Домбаи оказался у себя.
— Шандор, — стараясь говорить как можно тише, сказала она. — Здесь Оскар Шалго.
— Где?
— У нас дома.
— Ты это серьезно?
— Да, сидит в гостиной. Что мне делать?
— Займи его разговорами, а я немедленно еду к тебе. Оставь отпертой дверь ателье, чтобы мне не пришлось звонить. Выполняй все, о чем он тебя попросит. Главное — не бойся и будь осторожна. Шаломон в какое время хотел приехать?
— В полпервого. Я уже приготовила корректуру. Передать ему?

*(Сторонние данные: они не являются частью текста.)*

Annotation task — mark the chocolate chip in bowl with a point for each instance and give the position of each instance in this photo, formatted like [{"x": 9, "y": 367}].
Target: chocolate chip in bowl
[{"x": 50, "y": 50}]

— Конечно. Ведь они со стариком, по сути дела, закончили работу?
— Да, закончили. А может быть, лучше пока вообще воздержаться от издания? — усомнилась девушка.
— Но почему же? Договор ведь остается в силе? Англичанин намеревался улететь завтра утренним рейсом. Разве он не говорил вам?
— Говорил.
— Ну ладно, возвращайся к Шалго. А я сейчас приеду. И держи голову выше!
Юдит приветливо встретила Томаса Шаломона, но лицо ее было печально. Англичанин выразил ей свое глубокое соболезнование и сказал, что духовная жизнь Европы в связи со смертью профессора Калди понесла тяжелую утрату.
— Что-нибудь уже известно о причинах, побудивших его так поступить? — спросил Шаломон.
— Не очень много. Но к нам как раз приехал адвокат моего дяди — доктор Виктор Шюки. Он привез письмо, которое профессор передал ему на хранение за несколько дней до своей кончины.
Разговаривая, они вошли в гостиную.
— А полиция уже знает об этом письме? — повернувшись к Юдит, спросил англичанин.
— Нет и никогда не узнает, — ответила девушка, — потому что доктор Шюки сказал, что дядя настоятельно просил, чтобы содержание письма стало известно только членам нашей семьи. Когда вы уезжаете, господин Шаломон?
— Завтра утром.
— Доктор Шюки хотел бы обсудить с вами правовую сторону издания дядиной книги.
Шаломон улыбнулся.
— С радостью предоставлю себя в распоряжение господина адвоката.
— Прошу вас, проходите! — пригласила Юдит и направилась в сторону кабинета.
По лицу Шаломона промелькнула тень удивления, когда он увидел Шалго, поднявшегося ему навстречу.
— О, я счастлив познакомиться с вами. Доктор Шюки!
Англичанин тоже представился.
— Садитесь, господа, — предложила девушка.